Un vice de forme qui change tout
Les associations d’automobilistes, déterminées à faire valoir leurs droits, ont mené une enquête approfondie sur ce radar controversé. Leurs investigations ont révélé un élément crucial : l’appareil flashe systématiquement les véhicules dès qu’ils atteignent 60 km/h sur une portion limitée à 50 km/h.
Si les conducteurs verbalisés étaient effectivement en infraction, c’est un autre aspect juridique qui pose problème. Le radar serait géré par une entreprise privée qui perçoit les recettes des amendes. Ce montage contractuel, combiné à la surperformance inattendue de l’appareil, soulève des questions légitimes sur la conformité du dispositif.
Les recherches ont démontré que ce radar n’aurait jamais dû être installé à cet endroit précis. Ce « vice caché » dans l’installation constitue l’argument central des contestations. En s’appuyant sur cette irrégularité, les associations ont réussi à convaincre la municipalité de La Jonquera de se joindre à leur combat pour obtenir l’annulation du contrat avec l’entreprise gestionnaire.
Cette stratégie s’est avérée payante puisque les autorités locales ont fini par reconnaître le problème. La découverte de cette faille juridique ouvre désormais la voie à une procédure exceptionnelle qui pourrait aboutir à une décision historique dans le domaine des infractions routières en Espagne.

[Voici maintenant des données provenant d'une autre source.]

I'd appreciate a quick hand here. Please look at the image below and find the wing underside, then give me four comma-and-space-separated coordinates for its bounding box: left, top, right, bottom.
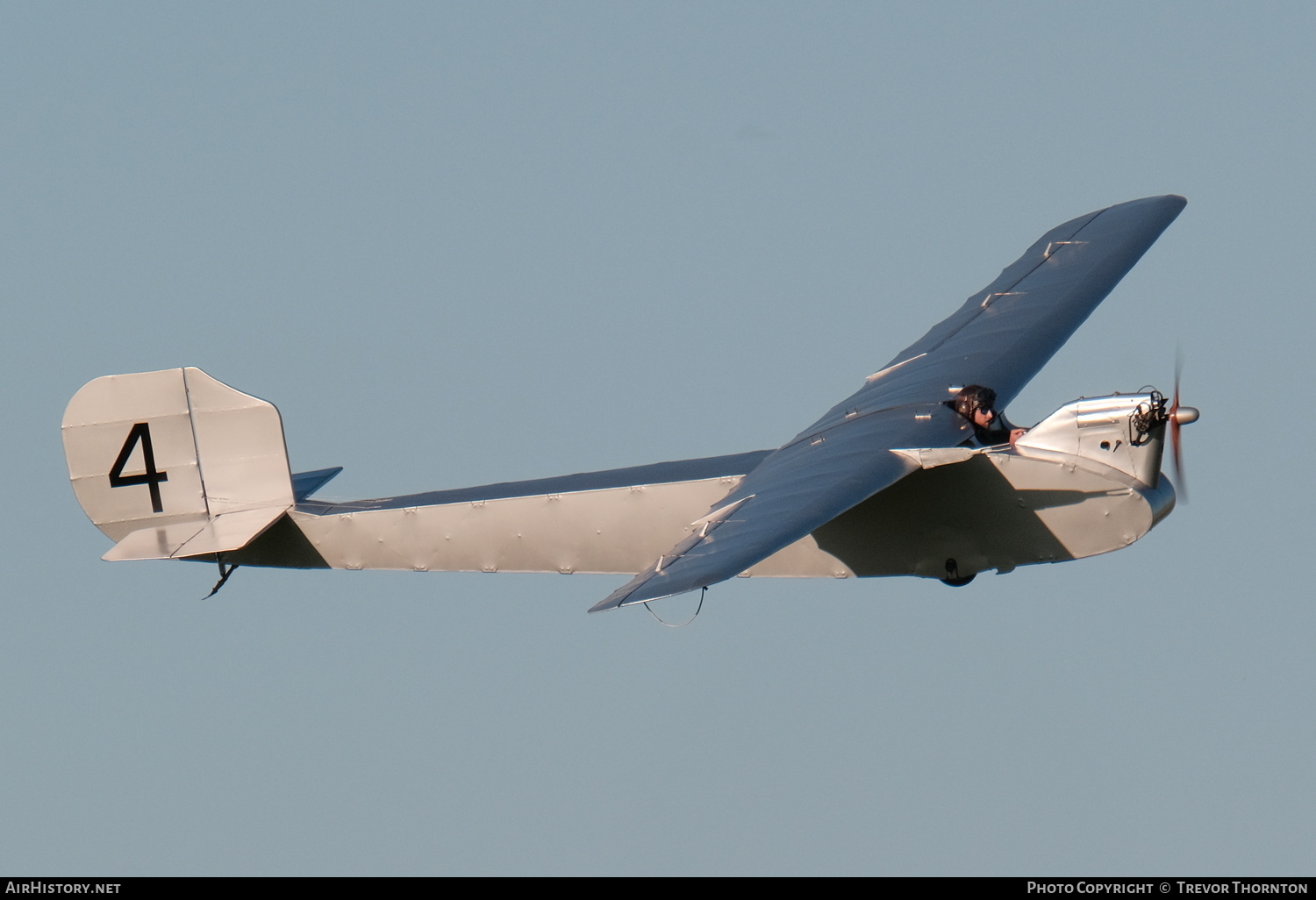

Vers un remboursement massif des amendes
Les développements récents de cette affaire laissent entrevoir une issue favorable pour les milliers d’automobilistes verbalisés. Le vice juridique identifié pourrait contraindre l’entreprise gestionnaire à rembourser l’intégralité des amendes perçues depuis l’installation du radar en octobre 2024.
Cette perspective représente un soulagement considérable pour les conducteurs concernés, particulièrement pour ceux qui empruntent régulièrement cet axe routier. Certains d’entre eux avaient accumulé plusieurs contraventions en quelques semaines, créant une situation financière intenable.
Au-delà des remboursements, c’est la suppression pure et simple du radar qui est désormais envisagée. Selon les informations disponibles, le dispositif devrait être démonté dans les prochaines semaines, marquant ainsi la victoire des associations d’automobilistes et des autorités locales.
Cette affaire rappelle l’importance de la vigilance citoyenne face aux dispositifs de contrôle routier. Comme pour les radars tourelles qui se multiplient en France, le respect des procédures d’installation et de gestion est essentiel pour garantir la légitimité des verbalisations.
Un précédent qui pourrait faire jurisprudence
Cette affaire exceptionnelle pourrait créer un précédent important dans le domaine de la sécurité routière et du contrôle des infractions. La remise en cause d’un radar sur la base d’un vice dans son installation ouvre des perspectives nouvelles pour les automobilistes confrontés à des situations similaires.
Les associations de défense des conducteurs suivent attentivement cette affaire qui illustre parfaitement la tension entre l’objectif légitime de sécurité routière et les dérives potentielles des systèmes automatisés de contrôle. La frontière entre prévention et sanction excessive semble parfois ténue.
En France comme en Espagne, les radars génèrent des revenus considérables pour les États. En 2023, les amendes routières ont rapporté plus de deux milliards d’euros aux caisses françaises. Ce cas espagnol pourrait inciter à une réflexion plus large sur la gouvernance et la transparence dans la gestion des infrastructures de contrôle routier.
Pour l’heure, les automobilistes sanctionnés par le radar de La Jonquera attendent avec impatience la confirmation officielle du remboursement de leurs amendes. Cette victoire collective atteste que la mobilisation citoyenne peut parfois révéler des dysfonctionnements administratifs majeurs et obtenir réparation.